2.6.1 The Missing Piece Arrives
The ingredient came from machine learning, and specifically from the unglamorous-sounding project of training very large neural networks to predict the next word in a stretch of text. The surprise — and it was a genuine surprise, to the practitioners as much as to anyone — was that a model trained only to continue text, given enough scale and data, acquired something startlingly close to general competence: it could follow instructions it had never seen, reason its way through novel problems, and adapt to a new task from a handful of examples or a sentence of description (Brown et al., 2020) — and, as the models grew, write and debug code as well. This is precisely the capability the hollow agent had always lacked. A foundation model is not, in itself, an agent — it has no goals, no memory, no means of acting, and no loop, as Section 1.2 was at pains to insist — but it is exactly the deliberative core that the classical architectures had been built to house and could never fill.

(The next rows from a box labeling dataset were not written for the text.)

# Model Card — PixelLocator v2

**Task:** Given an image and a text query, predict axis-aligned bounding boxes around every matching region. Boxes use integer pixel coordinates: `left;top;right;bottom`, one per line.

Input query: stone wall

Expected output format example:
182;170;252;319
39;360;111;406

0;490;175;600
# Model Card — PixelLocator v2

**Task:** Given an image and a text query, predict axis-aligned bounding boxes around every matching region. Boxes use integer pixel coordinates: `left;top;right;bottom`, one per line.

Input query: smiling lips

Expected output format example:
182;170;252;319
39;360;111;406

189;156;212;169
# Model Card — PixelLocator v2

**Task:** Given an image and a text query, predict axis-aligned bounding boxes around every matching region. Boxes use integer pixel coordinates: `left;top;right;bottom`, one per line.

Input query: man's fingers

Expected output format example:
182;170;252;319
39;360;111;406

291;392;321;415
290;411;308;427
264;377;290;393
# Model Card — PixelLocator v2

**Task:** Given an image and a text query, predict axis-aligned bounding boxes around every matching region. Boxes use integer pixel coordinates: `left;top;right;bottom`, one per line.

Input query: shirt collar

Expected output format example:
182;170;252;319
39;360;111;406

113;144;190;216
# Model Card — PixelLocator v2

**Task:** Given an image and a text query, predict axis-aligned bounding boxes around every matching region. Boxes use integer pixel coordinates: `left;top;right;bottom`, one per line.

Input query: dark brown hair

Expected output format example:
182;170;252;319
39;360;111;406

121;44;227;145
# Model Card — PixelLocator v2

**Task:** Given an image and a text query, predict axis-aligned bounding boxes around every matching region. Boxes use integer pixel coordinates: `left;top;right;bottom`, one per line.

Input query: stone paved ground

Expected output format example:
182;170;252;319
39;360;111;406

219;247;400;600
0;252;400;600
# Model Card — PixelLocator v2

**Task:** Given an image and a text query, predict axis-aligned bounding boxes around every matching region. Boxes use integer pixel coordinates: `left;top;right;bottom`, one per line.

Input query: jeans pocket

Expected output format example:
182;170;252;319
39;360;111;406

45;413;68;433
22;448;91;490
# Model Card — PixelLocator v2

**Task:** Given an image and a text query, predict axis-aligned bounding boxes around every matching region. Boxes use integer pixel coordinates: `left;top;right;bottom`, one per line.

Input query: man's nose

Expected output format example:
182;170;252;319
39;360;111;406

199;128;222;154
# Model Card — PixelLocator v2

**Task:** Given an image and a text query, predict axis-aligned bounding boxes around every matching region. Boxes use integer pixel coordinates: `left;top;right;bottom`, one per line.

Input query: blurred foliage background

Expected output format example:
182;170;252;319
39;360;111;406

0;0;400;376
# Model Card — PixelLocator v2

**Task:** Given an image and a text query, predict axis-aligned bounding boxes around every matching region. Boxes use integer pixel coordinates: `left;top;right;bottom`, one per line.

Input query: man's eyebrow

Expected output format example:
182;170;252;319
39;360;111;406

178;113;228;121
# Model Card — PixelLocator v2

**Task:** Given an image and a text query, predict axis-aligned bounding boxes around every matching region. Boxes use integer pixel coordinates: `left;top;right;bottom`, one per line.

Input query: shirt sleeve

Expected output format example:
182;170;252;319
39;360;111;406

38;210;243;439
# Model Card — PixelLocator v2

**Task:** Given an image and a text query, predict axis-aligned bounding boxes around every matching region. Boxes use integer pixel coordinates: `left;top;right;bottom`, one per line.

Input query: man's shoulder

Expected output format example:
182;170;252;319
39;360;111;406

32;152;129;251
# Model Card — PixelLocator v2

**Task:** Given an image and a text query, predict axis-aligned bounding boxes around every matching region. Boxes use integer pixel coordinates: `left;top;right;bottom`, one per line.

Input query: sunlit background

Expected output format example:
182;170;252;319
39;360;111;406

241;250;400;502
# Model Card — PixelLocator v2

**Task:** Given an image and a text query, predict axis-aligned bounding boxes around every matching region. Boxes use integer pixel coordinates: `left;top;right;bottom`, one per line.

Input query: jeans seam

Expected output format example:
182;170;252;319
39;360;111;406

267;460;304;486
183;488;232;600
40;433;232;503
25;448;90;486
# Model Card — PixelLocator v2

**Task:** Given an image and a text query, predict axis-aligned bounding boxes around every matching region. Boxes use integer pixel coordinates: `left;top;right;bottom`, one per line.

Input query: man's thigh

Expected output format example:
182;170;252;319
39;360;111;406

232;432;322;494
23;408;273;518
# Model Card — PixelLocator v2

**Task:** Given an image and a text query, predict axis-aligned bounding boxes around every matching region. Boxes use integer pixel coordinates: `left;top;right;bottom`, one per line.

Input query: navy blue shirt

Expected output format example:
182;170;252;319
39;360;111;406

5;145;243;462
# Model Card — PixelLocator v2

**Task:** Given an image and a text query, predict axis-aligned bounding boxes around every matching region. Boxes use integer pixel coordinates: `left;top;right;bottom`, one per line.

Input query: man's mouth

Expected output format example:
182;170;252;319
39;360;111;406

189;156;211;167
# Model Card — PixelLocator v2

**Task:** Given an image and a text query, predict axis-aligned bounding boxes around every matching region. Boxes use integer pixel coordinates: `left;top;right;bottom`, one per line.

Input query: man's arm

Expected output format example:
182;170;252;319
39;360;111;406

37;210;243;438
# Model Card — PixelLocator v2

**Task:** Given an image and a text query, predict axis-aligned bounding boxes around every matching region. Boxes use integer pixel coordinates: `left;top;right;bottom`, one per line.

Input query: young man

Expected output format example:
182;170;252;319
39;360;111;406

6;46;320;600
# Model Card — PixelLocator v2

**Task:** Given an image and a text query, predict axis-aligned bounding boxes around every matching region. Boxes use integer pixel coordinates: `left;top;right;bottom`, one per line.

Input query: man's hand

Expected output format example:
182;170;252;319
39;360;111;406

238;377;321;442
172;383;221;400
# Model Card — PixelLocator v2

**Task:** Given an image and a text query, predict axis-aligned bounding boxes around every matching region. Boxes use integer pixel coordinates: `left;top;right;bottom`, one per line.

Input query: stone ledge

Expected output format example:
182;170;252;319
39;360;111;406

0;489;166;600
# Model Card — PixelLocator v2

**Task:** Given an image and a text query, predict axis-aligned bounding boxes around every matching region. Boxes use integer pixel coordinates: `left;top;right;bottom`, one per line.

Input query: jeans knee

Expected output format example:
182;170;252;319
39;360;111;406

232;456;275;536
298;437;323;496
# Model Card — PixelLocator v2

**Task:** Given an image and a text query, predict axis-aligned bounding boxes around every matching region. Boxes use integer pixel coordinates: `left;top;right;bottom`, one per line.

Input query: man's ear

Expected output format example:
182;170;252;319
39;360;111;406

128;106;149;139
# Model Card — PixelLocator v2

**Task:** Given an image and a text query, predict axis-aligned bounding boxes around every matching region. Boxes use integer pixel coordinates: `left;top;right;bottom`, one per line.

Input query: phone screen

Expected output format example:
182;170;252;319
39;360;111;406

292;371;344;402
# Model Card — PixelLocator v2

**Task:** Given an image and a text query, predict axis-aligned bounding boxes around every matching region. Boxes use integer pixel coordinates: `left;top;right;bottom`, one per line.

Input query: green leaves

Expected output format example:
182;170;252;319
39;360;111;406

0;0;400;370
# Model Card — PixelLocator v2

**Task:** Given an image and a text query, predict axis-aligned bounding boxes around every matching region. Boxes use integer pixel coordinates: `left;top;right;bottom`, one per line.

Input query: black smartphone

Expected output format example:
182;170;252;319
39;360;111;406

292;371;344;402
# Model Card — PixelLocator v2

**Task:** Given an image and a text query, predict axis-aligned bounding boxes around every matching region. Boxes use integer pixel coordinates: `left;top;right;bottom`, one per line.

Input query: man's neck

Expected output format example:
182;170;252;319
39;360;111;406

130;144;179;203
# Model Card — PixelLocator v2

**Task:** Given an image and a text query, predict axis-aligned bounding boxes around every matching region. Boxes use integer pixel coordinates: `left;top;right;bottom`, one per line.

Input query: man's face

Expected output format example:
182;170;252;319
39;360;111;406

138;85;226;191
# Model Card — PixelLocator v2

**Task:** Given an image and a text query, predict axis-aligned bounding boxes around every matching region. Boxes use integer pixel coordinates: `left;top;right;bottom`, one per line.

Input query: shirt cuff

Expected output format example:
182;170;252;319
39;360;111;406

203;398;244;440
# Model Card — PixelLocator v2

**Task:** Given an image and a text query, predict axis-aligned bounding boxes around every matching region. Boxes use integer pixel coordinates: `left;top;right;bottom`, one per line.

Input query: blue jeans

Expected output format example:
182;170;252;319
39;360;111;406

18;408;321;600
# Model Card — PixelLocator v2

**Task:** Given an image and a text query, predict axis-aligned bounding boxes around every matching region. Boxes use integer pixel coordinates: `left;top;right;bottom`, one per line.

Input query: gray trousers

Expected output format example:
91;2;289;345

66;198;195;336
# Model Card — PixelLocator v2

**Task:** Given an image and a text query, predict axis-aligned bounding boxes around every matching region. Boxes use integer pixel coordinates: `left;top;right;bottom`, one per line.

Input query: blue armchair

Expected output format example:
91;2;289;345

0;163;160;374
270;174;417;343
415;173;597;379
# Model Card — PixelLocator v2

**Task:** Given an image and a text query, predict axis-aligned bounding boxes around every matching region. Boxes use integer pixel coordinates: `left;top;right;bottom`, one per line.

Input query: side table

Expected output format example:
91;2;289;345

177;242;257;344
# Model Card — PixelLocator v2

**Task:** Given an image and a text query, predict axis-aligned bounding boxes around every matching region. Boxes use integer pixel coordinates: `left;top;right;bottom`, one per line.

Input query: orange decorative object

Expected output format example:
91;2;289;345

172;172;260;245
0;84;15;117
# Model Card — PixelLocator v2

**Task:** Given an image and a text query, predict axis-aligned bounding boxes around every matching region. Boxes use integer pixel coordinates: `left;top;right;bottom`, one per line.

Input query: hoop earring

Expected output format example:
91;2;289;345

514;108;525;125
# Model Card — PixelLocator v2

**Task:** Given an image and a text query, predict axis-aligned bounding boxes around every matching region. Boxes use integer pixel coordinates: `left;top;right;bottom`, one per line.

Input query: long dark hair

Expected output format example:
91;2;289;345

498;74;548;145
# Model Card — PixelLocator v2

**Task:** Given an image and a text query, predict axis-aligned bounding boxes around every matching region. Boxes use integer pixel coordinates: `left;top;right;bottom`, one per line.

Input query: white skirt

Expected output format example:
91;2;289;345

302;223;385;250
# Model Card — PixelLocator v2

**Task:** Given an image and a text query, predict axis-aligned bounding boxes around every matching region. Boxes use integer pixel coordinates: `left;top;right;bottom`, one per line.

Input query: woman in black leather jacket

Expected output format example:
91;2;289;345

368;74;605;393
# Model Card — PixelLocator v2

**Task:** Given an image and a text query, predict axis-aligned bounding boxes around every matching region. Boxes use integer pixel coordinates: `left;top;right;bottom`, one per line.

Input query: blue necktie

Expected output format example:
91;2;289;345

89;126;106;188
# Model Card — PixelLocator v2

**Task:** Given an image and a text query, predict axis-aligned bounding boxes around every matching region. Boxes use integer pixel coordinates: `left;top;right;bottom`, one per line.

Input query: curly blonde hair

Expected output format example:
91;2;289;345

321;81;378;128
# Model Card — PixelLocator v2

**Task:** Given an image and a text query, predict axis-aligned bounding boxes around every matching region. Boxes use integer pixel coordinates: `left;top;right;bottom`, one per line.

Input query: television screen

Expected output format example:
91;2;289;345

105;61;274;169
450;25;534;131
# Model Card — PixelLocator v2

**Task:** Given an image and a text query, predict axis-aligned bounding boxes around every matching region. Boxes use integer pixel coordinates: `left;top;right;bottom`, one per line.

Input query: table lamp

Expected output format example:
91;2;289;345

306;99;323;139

What the foundation model provides, and conspicuously does not, is the business of the next chapter; here it is enough to record the historical fact. After thirty years, the shell finally had something to put inside it.
2.6.2 Premature, Not Wrong
Place the two halves of this history side by side and the thesis of the book states itself. The classical theory of agents was not mistaken. Its account of practical reasoning, its communication languages, its logics of commitment, its game theory of interaction — these described real structure, correctly, and they failed to change the world for one reason only: there was nothing to instantiate them. They were premature. The arrival of the foundation model does not refute that theory; it completes it, by supplying at last the component every part of it had presupposed.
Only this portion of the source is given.